“Anyone who does not carry his cross and come after me cannot be my disciple”

“Anyone who does not carry his cross and come after me cannot be my disciple”

Today’s readings challenge us to the true Christian discipleship of total commitment to the will of God, putting God first in our lives.

The gospel passage on renouncing our family relationships giving priority to God puzzles a lot of people because in the Middle East, anyone who deliberately cut ties with family and social network would lose the ordinary means of making a living. Further, a person’s life and family relationships were a necessity for security and identity, regardless of social position.
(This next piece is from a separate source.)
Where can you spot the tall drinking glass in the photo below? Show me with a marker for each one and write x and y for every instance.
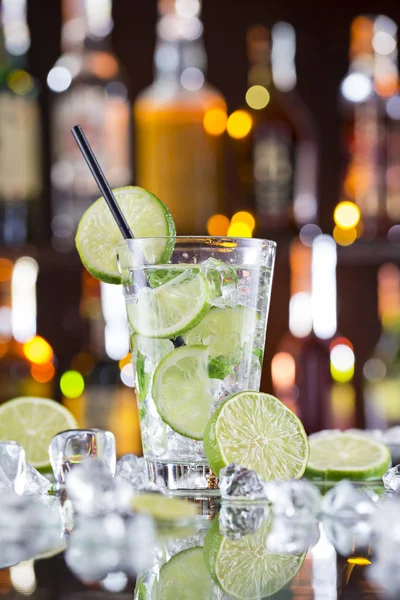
(197, 325)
Why was Jesus, who had been recommending that his followers love everybody –including their enemies–suddenly announcing that no one could be his disciple unless he hated his own family? The word hate, as used in this case, “is Semitic exaggeration and may reflect an idiom which means ‘love less than’ (Oxford Bible Commentary). So, it is clear that Jesus’ “hating” one’s family is a Semitic hyperbole or exaggeration, spoken for effect. The word “hate,” in Hebrew, does not mean “detest” but to “put in second place. Jesus is not calling us to hate father and mother but is instead calling us to a commitment above all other commitments, including commitment to family. When Jesus said, “hate your family,” he was talking about spiritual detachment, the ability to put God first, before other relationships and before self-interest. Without such detachment, one does not have the ability truly to follow Jesus. Jesus cannot just be a part of our life but the center.